Quem estiver ainda em processo de avaliação, por sua vez, recebe um pouco menos: 90% do índice. Já prestadores sem selo ou certificação de qualidade ficariam com 80%.

Para Yussif Ali Mere, presidente do Sindhosp (sindicato de hospitais paulistas), a possibilidade de reajuste menor conforme esses critérios é “absurda”. “Nada contra usar a qualidade. Mas isso deveria ser algo a mais, não um redutor”, diz Ali Mere.

Segundo ele, menos de 10% dos hospitais do país possuem acreditação, cujos custos variam, em média, de R$ 60 mil a R$ 80 mil.

Hoje, não há uma regra que determine que os hospitais precisam buscar esse tipo de certificação.

MÉDICO DE QUALIDADE
Além dos hospitais, clínicas e laboratórios, esse fator de qualidade deve servir como parâmetro de reajuste para médicos e profissionais a partir de dezembro de 2017.

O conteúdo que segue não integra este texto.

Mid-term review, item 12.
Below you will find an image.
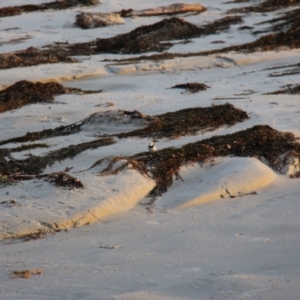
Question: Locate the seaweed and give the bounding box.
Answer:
[106,12,300,64]
[0,80,102,113]
[0,47,78,69]
[0,138,114,175]
[171,82,209,94]
[264,84,300,95]
[43,168,84,189]
[0,0,100,17]
[227,0,300,13]
[0,16,242,69]
[98,125,300,199]
[117,103,249,139]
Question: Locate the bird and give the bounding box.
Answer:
[148,142,157,152]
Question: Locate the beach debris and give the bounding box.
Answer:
[116,3,206,18]
[12,269,42,279]
[75,12,124,29]
[171,82,210,94]
[21,232,45,242]
[0,16,242,69]
[43,167,84,189]
[91,125,300,199]
[81,110,155,135]
[148,141,157,152]
[227,0,300,14]
[117,103,249,139]
[99,245,119,250]
[264,84,300,95]
[0,0,100,17]
[0,199,21,207]
[0,138,115,176]
[0,47,78,69]
[0,80,102,113]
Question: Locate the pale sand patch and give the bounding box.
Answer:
[0,170,154,240]
[157,157,276,209]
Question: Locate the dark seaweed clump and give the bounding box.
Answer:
[98,125,300,199]
[172,82,209,94]
[0,0,100,17]
[0,80,102,113]
[117,103,249,138]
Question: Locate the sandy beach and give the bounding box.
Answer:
[0,0,300,300]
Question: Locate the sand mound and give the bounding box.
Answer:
[0,169,154,240]
[75,12,124,29]
[157,157,276,208]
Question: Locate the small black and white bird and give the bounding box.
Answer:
[148,142,157,152]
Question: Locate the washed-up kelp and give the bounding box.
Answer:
[111,8,300,63]
[88,16,241,54]
[0,80,102,113]
[117,103,249,138]
[96,125,300,198]
[116,3,206,18]
[0,47,78,69]
[172,82,209,94]
[0,16,242,69]
[265,84,300,95]
[0,0,100,17]
[228,0,300,13]
[0,138,115,178]
[75,12,124,29]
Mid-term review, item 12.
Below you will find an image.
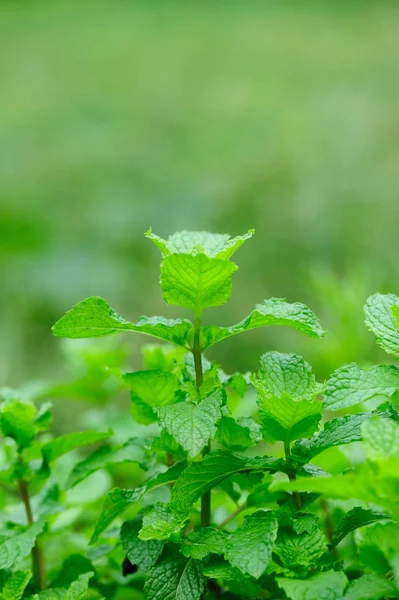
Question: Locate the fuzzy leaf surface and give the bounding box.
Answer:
[160,254,237,314]
[156,393,224,457]
[324,363,399,410]
[364,294,399,358]
[52,296,193,346]
[123,370,179,425]
[145,229,255,260]
[225,511,278,579]
[201,298,324,349]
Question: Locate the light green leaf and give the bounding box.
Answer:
[362,417,399,461]
[123,370,179,425]
[52,296,192,346]
[0,571,32,600]
[90,463,185,544]
[201,298,324,349]
[139,502,188,542]
[225,511,278,579]
[170,450,281,514]
[0,518,45,569]
[324,363,399,410]
[144,553,205,600]
[344,573,399,600]
[252,352,322,442]
[145,229,255,260]
[332,506,389,546]
[217,417,262,450]
[0,398,36,448]
[42,430,113,464]
[160,254,237,315]
[121,520,164,572]
[292,413,371,462]
[276,571,348,600]
[65,438,147,489]
[155,392,224,457]
[181,527,227,560]
[364,294,399,358]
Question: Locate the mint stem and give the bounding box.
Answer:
[18,479,46,591]
[193,317,211,527]
[284,442,302,508]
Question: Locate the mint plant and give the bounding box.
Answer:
[0,230,399,600]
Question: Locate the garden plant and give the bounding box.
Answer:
[0,230,399,600]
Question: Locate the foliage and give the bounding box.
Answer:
[0,230,399,600]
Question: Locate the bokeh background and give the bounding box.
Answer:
[0,0,399,394]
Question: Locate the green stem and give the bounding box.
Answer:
[284,442,302,508]
[18,479,46,590]
[193,316,211,527]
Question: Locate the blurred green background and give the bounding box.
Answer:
[0,0,399,385]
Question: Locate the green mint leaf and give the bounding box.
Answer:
[324,363,399,410]
[364,294,399,358]
[181,527,227,560]
[155,393,224,457]
[123,371,179,425]
[292,413,371,462]
[201,298,324,349]
[42,430,113,464]
[217,417,262,451]
[144,554,205,600]
[252,352,322,442]
[0,518,45,569]
[139,503,188,542]
[344,573,399,600]
[90,463,185,544]
[0,571,32,600]
[52,296,192,346]
[277,571,348,600]
[332,506,389,546]
[160,254,237,315]
[362,416,399,461]
[145,229,255,260]
[225,511,278,579]
[121,519,164,572]
[170,450,281,514]
[65,438,147,489]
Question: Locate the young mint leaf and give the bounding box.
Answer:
[180,527,227,560]
[144,553,205,600]
[145,229,255,260]
[0,518,45,569]
[252,352,322,442]
[364,294,399,358]
[201,298,324,350]
[52,296,192,346]
[139,502,189,542]
[160,254,237,315]
[225,511,278,579]
[155,392,224,457]
[42,430,113,464]
[276,571,349,600]
[324,363,399,410]
[332,506,390,546]
[170,450,281,514]
[123,371,179,425]
[90,463,185,544]
[121,519,164,572]
[0,571,32,600]
[65,438,148,489]
[362,416,399,461]
[291,413,378,462]
[344,573,399,600]
[217,417,262,451]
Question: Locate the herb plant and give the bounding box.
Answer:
[0,230,399,600]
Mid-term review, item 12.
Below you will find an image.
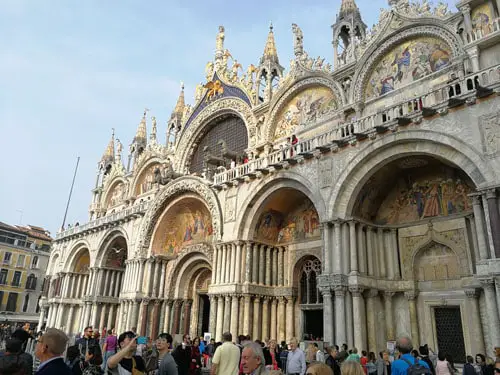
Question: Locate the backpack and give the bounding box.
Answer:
[401,357,431,375]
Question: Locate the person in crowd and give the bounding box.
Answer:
[82,344,104,375]
[0,338,33,374]
[66,345,82,375]
[35,328,71,375]
[286,337,306,375]
[107,331,146,375]
[418,344,436,375]
[326,346,340,375]
[474,353,486,375]
[346,348,361,363]
[341,360,364,375]
[390,336,430,375]
[210,332,240,375]
[264,339,281,370]
[189,337,201,375]
[241,342,269,375]
[462,355,476,375]
[102,329,118,371]
[172,333,191,375]
[156,333,177,375]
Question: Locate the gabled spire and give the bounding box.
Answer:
[262,22,279,64]
[172,82,186,116]
[134,108,148,143]
[101,128,115,164]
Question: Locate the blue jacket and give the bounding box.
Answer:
[36,357,72,375]
[391,353,429,375]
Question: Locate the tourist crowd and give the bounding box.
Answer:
[0,325,500,375]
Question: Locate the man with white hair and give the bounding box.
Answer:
[241,342,269,375]
[391,335,431,375]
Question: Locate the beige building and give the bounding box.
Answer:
[43,0,500,361]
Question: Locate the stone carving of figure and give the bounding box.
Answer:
[292,23,304,56]
[116,138,123,162]
[215,26,225,51]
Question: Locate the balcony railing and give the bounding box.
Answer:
[467,18,500,44]
[213,65,500,186]
[56,202,149,240]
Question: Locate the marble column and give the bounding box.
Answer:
[244,242,253,282]
[264,246,273,286]
[252,244,259,284]
[262,296,270,341]
[229,296,239,338]
[349,221,359,275]
[480,279,500,345]
[332,221,342,274]
[285,296,295,342]
[335,287,347,344]
[366,289,380,352]
[215,296,224,342]
[259,245,266,285]
[472,195,488,260]
[241,296,252,335]
[404,290,420,347]
[270,298,278,340]
[349,286,366,350]
[234,242,242,284]
[210,246,219,284]
[321,287,335,345]
[384,291,396,340]
[486,189,500,258]
[465,289,485,353]
[252,296,261,341]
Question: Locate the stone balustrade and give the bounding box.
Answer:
[213,65,500,186]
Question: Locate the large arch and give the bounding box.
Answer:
[328,130,495,219]
[353,20,463,102]
[135,176,222,256]
[175,97,257,171]
[235,171,327,240]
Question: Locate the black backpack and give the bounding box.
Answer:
[401,357,431,375]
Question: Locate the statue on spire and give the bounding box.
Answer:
[292,23,304,57]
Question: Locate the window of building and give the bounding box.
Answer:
[12,271,21,286]
[26,273,36,290]
[23,294,30,312]
[31,255,38,268]
[16,254,26,267]
[3,251,12,264]
[5,292,18,312]
[0,268,9,285]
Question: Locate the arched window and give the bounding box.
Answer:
[23,294,30,312]
[300,259,323,305]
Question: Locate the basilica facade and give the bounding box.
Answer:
[42,0,500,361]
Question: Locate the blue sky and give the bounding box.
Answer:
[0,0,455,234]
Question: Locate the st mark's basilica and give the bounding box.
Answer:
[42,0,500,358]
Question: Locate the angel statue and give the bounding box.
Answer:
[215,26,225,51]
[292,23,304,56]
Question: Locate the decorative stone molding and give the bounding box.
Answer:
[175,97,257,172]
[354,25,463,101]
[136,176,222,256]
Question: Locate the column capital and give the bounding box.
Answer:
[405,290,418,300]
[465,288,479,299]
[349,285,365,297]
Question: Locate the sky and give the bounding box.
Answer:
[0,0,456,235]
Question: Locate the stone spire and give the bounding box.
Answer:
[101,128,115,164]
[262,23,279,64]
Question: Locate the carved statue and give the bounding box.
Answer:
[215,26,225,51]
[292,23,304,56]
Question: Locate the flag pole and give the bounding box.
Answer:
[61,156,80,229]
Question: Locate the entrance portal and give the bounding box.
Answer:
[303,309,323,340]
[434,306,465,363]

Os critérios ainda serão definidos em reuniões com entidades de cada categoria.

Uma das sugestões iniciais já apresentadas, por exemplo, é definir a qualidade por título de pós-graduação. Assim, especialistas receberiam 100% do índice, e não especialistas, 80%, por exemplo.

Para entidades médicas, a medida embute um modelo de “ranking” de profissionais.

“É muito difícil mensurar a qualidade de um profissional. Um médico com 100% de cesariana [procedimento indicado só em casos específicos], por exemplo, pode trabalhar só com gestação de alto risco. Vai ganhar menos?”, compara Márcio Bichara, secretário de saúde suplementar da Fenam (Federação Nacional de Médicos).

Para ele, a qualidade deveria ser um fator extra no reajuste –do contrário, diz, a medida pode afastar profissionais dos planos de saúde.

MUDANÇA DE CULTURA
A diretora da ANS Martha Oliveira rebate as críticas. Para ela, a resistência inicial das entidades é natural a uma “mudança de cultura”.

“Temos um sistema de financiamento ruim do setor, no modelo de quanto mais produzo. E nunca se introduziu a questão da qualidade. Queremos garantir isso”, diz.

Oliveira afirma que a diferença resultante da aplicação dos percentuais será pequena. No caso dos profissionais, diz, a agência deve atuar mais como mediadora da definição dos critérios de qualidade. “A ideia não é prejudicar ninguém, é estimular [a busca por qualidade] e fazer as pessoas verem essas informações.”

Segundo ela, assim que houver definição dos critérios detalhados, a agência quer ampliar a divulgação desses parâmetros ao consumidor.

Hoje, há alguns desses fatores em “caderninhos” de planos de saúde com a lista de prestadores de serviços, por meio de letrinhas. “Queremos tornar isso mais visível.”

Procurada, a FenaSaúde, entidade que representa planos de saúde, não respondeu aos pedidos da reportagem até a conclusão desta edição.